Annotating Your Logs
We recently did some PostgreSQL performance analysis for a client with an application having some scaling problems. In essence, they wanted to know where Postgres was getting bogged down, and once we knew that we’d be able to target some fixes. But to get to that point, we had to gather a whole bunch of log data for analysis while the test software hit the site.
This is on Postgres 8.3 in a rather locked down environment, by the way. Coordinated pg_rotate_logfile() was useful, but occasionally it would seem to devolve to something resembling: “Okay, we’re adding 60 more users … now!” And I’d write down the time stamp, and figure out an appropriate place to slice the log file later.
Got me thinking, what if we could just drop an entry into the log file, and use it to filter things out later? My first instinct was to start looking at seeing if a patch would be accepted, maybe a wrapper for ereport(), something easy. Turns out, it’s even easier than that…

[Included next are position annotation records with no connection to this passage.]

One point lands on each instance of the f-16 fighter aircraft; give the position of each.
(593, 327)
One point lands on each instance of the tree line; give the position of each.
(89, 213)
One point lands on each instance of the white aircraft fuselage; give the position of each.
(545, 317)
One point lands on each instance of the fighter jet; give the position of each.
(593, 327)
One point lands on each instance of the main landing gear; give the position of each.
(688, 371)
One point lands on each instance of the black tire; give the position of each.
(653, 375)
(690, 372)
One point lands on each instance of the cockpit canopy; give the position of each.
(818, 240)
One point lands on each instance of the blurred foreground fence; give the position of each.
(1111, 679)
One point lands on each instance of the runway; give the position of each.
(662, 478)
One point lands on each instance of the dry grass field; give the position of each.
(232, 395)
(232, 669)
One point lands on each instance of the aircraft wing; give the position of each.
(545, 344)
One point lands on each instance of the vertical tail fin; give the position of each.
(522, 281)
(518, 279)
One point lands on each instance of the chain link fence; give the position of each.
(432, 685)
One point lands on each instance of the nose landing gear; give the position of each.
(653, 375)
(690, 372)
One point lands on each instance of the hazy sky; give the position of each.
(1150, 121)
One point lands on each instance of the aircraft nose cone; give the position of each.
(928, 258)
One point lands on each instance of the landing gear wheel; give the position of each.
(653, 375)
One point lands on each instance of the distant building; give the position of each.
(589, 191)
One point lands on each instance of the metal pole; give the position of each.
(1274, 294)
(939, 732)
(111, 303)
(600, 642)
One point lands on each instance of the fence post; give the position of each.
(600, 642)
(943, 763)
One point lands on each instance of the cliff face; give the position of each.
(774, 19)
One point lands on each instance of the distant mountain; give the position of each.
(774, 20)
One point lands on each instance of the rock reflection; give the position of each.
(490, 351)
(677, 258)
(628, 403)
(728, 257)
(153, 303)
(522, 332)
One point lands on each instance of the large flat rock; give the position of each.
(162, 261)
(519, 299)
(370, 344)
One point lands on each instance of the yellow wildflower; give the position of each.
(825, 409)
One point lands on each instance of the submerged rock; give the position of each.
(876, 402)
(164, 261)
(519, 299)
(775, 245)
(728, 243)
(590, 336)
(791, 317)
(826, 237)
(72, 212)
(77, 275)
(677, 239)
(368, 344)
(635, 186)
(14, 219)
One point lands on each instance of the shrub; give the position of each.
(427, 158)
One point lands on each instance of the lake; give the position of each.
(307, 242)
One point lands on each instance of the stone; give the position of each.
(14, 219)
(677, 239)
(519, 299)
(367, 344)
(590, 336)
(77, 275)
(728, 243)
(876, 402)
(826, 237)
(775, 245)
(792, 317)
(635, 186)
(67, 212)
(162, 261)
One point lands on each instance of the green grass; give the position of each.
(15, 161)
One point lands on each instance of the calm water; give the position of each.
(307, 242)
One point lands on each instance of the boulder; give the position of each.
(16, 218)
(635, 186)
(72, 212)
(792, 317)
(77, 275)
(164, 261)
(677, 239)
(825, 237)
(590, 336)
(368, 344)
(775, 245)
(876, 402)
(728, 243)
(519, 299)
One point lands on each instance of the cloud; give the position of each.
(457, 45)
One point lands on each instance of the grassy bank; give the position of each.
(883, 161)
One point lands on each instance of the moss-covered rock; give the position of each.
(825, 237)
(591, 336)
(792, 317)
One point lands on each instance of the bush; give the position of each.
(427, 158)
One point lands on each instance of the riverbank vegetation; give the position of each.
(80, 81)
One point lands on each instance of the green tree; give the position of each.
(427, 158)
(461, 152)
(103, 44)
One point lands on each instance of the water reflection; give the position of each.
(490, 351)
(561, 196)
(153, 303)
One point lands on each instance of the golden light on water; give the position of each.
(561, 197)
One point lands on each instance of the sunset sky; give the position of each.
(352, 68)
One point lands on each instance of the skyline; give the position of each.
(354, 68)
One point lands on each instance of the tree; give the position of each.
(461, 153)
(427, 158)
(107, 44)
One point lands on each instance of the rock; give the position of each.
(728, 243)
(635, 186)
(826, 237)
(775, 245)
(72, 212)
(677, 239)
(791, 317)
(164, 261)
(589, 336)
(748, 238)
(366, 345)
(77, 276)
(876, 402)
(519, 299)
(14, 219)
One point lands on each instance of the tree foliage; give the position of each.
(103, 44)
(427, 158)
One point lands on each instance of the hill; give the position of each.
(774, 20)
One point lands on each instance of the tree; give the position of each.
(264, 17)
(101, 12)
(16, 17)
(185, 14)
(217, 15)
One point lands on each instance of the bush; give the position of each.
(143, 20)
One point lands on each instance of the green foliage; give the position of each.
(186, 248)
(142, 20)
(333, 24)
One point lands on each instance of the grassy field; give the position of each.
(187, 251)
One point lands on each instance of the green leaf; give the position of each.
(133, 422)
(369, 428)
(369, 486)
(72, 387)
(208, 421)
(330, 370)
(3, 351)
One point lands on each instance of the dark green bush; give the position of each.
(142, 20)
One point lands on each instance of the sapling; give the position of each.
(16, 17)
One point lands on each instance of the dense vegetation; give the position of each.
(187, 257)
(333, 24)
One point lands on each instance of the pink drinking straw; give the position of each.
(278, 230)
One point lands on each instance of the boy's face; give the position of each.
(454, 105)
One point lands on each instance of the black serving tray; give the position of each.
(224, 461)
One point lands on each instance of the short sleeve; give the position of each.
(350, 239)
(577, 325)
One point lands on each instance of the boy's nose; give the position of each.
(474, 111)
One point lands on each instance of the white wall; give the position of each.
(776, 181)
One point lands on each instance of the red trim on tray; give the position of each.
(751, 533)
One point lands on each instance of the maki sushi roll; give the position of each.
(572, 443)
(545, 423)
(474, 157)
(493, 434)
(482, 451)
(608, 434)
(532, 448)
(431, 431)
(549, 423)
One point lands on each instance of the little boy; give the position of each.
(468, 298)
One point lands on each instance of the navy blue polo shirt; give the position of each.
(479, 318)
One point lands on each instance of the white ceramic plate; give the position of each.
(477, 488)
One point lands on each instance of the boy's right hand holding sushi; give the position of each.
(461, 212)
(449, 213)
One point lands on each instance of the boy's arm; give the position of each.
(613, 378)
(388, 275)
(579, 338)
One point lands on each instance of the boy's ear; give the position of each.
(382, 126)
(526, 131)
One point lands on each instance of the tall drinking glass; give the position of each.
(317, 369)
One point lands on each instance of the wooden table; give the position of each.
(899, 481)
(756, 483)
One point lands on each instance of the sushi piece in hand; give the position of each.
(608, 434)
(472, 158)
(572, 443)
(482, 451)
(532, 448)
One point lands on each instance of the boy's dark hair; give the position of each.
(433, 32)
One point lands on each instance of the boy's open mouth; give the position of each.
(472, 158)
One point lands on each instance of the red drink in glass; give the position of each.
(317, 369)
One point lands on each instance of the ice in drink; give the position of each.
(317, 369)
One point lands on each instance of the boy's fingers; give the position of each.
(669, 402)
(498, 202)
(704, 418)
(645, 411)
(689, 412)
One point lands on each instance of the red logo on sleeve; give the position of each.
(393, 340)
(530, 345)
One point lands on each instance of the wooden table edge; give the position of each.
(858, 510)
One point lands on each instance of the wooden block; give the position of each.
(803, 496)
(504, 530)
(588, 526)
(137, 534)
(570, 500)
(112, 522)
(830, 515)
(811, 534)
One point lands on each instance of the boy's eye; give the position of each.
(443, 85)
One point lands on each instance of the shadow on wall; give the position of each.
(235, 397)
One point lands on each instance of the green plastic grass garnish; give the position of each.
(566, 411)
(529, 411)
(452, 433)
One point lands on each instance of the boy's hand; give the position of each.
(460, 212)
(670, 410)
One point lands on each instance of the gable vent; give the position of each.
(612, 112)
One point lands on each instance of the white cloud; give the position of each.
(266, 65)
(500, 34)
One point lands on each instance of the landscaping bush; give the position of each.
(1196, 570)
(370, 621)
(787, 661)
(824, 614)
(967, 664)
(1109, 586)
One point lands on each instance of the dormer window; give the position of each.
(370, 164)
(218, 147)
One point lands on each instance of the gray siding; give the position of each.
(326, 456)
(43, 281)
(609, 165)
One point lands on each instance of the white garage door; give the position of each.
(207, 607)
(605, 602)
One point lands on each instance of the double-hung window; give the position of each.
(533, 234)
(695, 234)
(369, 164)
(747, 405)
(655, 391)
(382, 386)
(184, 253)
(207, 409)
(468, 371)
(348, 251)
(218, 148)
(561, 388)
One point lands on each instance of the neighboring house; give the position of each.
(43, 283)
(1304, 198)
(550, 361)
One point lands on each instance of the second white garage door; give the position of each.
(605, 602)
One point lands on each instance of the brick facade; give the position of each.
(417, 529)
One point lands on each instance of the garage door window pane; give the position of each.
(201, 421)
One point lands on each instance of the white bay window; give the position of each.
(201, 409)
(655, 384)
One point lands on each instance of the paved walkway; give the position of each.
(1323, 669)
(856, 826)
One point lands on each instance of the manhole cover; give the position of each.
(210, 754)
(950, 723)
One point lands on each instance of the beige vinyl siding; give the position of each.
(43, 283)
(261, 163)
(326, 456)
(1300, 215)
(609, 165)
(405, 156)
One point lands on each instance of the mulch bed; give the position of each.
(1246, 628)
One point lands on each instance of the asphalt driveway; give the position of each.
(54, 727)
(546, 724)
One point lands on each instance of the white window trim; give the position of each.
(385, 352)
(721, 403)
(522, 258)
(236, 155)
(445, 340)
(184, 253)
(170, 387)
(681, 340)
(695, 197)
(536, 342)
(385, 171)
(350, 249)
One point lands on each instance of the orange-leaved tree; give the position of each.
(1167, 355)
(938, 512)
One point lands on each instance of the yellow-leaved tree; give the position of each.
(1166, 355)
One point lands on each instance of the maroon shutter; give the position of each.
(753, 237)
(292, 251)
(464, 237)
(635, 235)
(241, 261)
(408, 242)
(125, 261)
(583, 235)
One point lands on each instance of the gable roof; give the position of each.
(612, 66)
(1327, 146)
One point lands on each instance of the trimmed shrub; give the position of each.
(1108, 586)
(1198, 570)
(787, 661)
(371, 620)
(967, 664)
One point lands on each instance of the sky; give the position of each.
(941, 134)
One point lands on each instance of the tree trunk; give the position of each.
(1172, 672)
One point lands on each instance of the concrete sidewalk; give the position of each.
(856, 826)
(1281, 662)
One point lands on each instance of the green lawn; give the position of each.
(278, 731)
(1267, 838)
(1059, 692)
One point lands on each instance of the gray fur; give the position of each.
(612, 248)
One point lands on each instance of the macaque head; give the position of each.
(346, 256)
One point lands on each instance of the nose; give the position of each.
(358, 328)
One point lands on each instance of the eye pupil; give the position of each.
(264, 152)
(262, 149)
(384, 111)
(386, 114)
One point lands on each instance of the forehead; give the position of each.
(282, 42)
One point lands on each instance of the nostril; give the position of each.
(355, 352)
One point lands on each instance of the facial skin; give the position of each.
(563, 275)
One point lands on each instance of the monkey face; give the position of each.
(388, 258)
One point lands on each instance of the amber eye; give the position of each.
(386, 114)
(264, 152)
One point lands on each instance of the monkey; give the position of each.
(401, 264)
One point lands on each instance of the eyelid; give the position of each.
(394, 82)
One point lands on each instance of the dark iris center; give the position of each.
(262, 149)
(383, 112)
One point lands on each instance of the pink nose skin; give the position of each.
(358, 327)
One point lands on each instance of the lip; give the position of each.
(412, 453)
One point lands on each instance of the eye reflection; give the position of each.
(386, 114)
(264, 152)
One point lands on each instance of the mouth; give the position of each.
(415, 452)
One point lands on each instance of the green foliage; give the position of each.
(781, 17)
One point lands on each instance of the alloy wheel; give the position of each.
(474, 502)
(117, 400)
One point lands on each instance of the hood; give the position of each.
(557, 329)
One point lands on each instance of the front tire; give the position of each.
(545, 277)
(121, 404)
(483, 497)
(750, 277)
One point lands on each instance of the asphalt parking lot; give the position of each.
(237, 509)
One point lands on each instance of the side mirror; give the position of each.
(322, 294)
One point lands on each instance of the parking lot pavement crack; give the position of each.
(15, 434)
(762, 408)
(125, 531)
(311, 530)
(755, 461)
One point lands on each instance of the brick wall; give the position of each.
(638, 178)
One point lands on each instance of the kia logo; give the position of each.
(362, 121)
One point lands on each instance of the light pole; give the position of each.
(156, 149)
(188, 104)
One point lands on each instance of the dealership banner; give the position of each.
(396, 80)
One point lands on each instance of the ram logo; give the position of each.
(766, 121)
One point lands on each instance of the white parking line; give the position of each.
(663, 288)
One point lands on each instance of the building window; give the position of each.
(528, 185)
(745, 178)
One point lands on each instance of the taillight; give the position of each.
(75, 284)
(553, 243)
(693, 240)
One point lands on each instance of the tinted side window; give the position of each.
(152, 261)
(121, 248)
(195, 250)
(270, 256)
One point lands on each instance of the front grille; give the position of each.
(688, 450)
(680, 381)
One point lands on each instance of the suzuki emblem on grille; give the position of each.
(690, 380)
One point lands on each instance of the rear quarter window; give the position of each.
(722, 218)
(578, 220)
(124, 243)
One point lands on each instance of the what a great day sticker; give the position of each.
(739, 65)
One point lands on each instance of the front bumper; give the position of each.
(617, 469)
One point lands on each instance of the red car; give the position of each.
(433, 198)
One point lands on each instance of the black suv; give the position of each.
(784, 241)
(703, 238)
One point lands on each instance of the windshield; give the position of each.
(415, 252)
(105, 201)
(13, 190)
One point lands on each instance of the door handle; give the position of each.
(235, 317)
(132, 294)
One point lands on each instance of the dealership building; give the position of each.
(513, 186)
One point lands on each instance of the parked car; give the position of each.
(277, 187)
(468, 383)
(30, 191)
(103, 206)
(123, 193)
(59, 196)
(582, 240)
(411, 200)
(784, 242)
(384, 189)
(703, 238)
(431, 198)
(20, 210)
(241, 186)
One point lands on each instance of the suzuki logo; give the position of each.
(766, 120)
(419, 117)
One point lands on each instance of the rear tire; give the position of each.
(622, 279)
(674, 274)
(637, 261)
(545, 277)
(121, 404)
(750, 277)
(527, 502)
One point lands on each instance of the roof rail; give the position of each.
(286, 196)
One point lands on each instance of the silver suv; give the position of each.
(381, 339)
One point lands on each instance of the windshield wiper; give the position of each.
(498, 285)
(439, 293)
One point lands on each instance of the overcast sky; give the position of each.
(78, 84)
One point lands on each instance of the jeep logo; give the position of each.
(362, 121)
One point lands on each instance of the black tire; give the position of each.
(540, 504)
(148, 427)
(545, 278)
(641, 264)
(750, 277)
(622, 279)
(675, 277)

pubsite=# DO $$BEGIN RAISE LOG 'MARK: 60 users'; END;$$; DO Time: 0.464 ms pubsite=# DO $$BEGIN RAISE LOG 'MARK: 120 users'; END;$$; DO Time: 0.378 ms pubsite=# DO $$BEGIN RAISE LOG 'MARK: 360 users'; END;$$; DO Time: 0.700 ms
Of course the above will only work on version 9.0 and up (eventually). Previous versions that have PL/pgSQL turned can just create a function that does the same thing. The “LOG” severity level is an informational message that’s supposed to always make it into the log files. So with those in place, a grep through the log can reveal just where they appear, and sed can extract the sections of log between those lines and feed them into your favorite analysis utility:
postgres@mothra:~$ grep -n 'LOG: MARK' /var/log/postgresql/postgresql-9.0-main.log 19180:2011-03-31 20:20:37 EDT LOG: MARK: 60 users 19478:2011-03-31 20:25:48 EDT LOG: MARK: 120 users 20247:2011-03-31 20:32:15 EDT LOG: MARK: 360 users postgres@mothra:~$ sed -n '19180,19478p' /var/log/postgresql/postgresql-9.0-main.log | bin/pgsi.pl > 60users.html
Oh, and the performance problem? Turns out it wasn’t Postgres at all, every single query average execution time was shown to vary minimally as the concurrent user count was scaled higher and higher. But that’s another story.